When it comes to drinking wine, there are a number of ways to approach it. The simplest is to buy a bottle, open it and drink it. You can pretty much do the same thing at just about any restaurant in town. But what if there was a way of getting more from your experience? In this edition of Q&A, we sit down with George Christakos, sommelier, lover of wine and co-owner of The Brooklyn Warehouse and Battery Park.
DO A LOT OF PEOPLE ORDER WINE BY THE BOTTLE IN RESTAURANTS?

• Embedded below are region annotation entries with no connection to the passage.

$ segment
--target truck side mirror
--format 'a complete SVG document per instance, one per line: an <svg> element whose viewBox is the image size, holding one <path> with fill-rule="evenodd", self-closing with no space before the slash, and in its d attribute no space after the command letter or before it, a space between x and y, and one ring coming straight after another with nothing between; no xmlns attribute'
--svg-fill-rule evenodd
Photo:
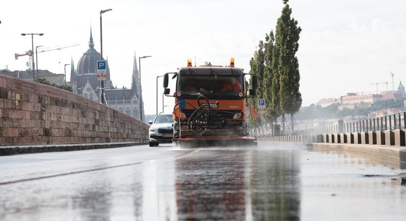
<svg viewBox="0 0 406 221"><path fill-rule="evenodd" d="M252 78L251 82L251 88L253 89L256 89L256 87L258 86L258 77L256 75L252 75Z"/></svg>
<svg viewBox="0 0 406 221"><path fill-rule="evenodd" d="M168 83L169 83L169 76L168 75L168 74L165 74L165 75L163 76L163 87L165 88L168 87Z"/></svg>
<svg viewBox="0 0 406 221"><path fill-rule="evenodd" d="M250 96L255 96L256 93L256 90L255 89L250 89Z"/></svg>

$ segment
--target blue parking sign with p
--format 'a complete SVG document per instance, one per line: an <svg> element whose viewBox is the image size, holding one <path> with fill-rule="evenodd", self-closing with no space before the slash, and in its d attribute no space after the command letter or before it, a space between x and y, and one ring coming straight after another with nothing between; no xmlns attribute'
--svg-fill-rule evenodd
<svg viewBox="0 0 406 221"><path fill-rule="evenodd" d="M258 99L258 108L265 108L265 100Z"/></svg>
<svg viewBox="0 0 406 221"><path fill-rule="evenodd" d="M105 60L97 61L97 74L105 74L107 72L107 62Z"/></svg>

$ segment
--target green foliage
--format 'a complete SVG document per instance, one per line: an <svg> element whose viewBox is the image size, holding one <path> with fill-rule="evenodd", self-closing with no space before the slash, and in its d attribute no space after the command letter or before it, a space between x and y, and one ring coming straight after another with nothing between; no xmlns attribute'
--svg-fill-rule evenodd
<svg viewBox="0 0 406 221"><path fill-rule="evenodd" d="M271 120L276 119L279 114L272 108L272 79L273 61L273 53L275 39L274 37L274 31L271 30L269 35L265 36L265 72L264 73L264 98L267 101L267 107L265 115Z"/></svg>
<svg viewBox="0 0 406 221"><path fill-rule="evenodd" d="M296 53L302 29L297 21L290 18L292 9L286 4L278 20L275 50L279 51L278 71L280 74L281 108L282 112L293 114L302 106L302 95L299 91L300 75Z"/></svg>
<svg viewBox="0 0 406 221"><path fill-rule="evenodd" d="M295 115L296 120L310 120L317 118L341 118L346 116L365 116L368 113L381 110L391 108L401 108L404 105L405 99L394 100L393 99L380 101L368 107L356 106L354 110L344 108L339 110L340 104L333 104L325 108L321 108L319 105L303 107Z"/></svg>
<svg viewBox="0 0 406 221"><path fill-rule="evenodd" d="M38 83L42 83L43 84L46 84L49 85L50 86L52 86L53 87L58 87L60 89L62 89L63 90L67 90L68 91L72 92L72 87L69 85L67 85L66 86L65 85L61 85L60 86L59 85L55 84L55 83L50 83L49 82L47 81L46 79L44 79L43 78L39 78L38 79Z"/></svg>

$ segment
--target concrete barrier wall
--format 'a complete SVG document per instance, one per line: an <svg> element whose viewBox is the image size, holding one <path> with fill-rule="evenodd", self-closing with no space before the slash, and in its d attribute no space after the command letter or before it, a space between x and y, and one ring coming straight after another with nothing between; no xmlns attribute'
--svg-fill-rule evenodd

A lot of people do, but the majority order wine by the glass. I think that speaks to the customers’ sense of responsibility to not overconsume. By getting glasses of wine, you can regulate how much you are drinking. What people don’t often consider is that all restaurants are able to recork a bottle and allow the customer to take it home.
WHAT’S THE BEST WAY TO ORDER A BOTTLE OF WINE FOR A TABLE?
The pro move is to buddy up to your server and extract their knowledge. They are the expert. They know the wine list. People get worried that asking questions suggests their lack of knowledge, but this is a mistake.
ARE THERE WINE STYLES THAT ARE GENERALLY REALLY GREAT FOR SHARING BY THE BOTTLE?
Rosé. It’s versatile and built for easy drinking. It might be the perfect wine to share amongst a group of people when there is a variety of food on the table. It can handle a pretty full spectrum of taste profiles in food. Then there’s lighter red wines like pinot noir, or Beaujolais, which is an excellent foundation for a lot of food. Sparkling too. Nova Scotia is obviously crushing it on the sparkling front, and sparkling, because of the effervescence and the acidity, can tackle a lot of different kinds of food as well.
WHAT ARE YOUR THREE FAVOURITE NOVA SCOTIA WINES RIGHT NOW?
I’m really enjoying some of the pétillant-naturels that some of the wineries are making right now, but for individual wines it’s Planters Ridge Tidal Bay, Blomidon Crémant and Domaine de Grand Pré Riesling.
WHAT ARE YOUR THOUGHTS ON DESSERT WINES?
I have to come clean here. I have a massive collection of dessert wines right now. It’s arguably my favourite style of wine. I love the sweet, viscous, aromatic nature. It’s like liquid candy and I have a sweet tooth. Plus, Nova Scotia’s producing some really excellent ones because of the acidity of our grapes. It goes back to the lemonade analogy. Sugar with water is nice, and lemon with water is nice, but combined there is this wonderful balance of sweet and acidity.
WHAT ABOUT ORDERING A GLASS OF WINE WITH DESSERT?
You have to be careful. You need to have a bridge between the wine and the dessert. If your dessert is sweet, you want the wine to have some sweetness as well. The contrast of the acidity is great, but if you were to order a sauvignon blanc or a L’Acadie, it’s going to make your dessert taste very sweet and the wine overly acidic.
WHAT’S THE BEST ADVICE YOU CAN GIVE TO SOMEONE WHO ENJOYS WINE BUT MAYBE DOESN’T KNOW TOO MUCH ABOUT IT?
Try to find unpretentious resources. Winefolly.com is hands down the most comprehensive and approachable online resource. Places like Bishop’s Cellar, where they have 11-plus sommeliers on staff who have the knowledge without the pretension. People with passion tend to want to share their passion with you, so don’t be afraid to ask for help.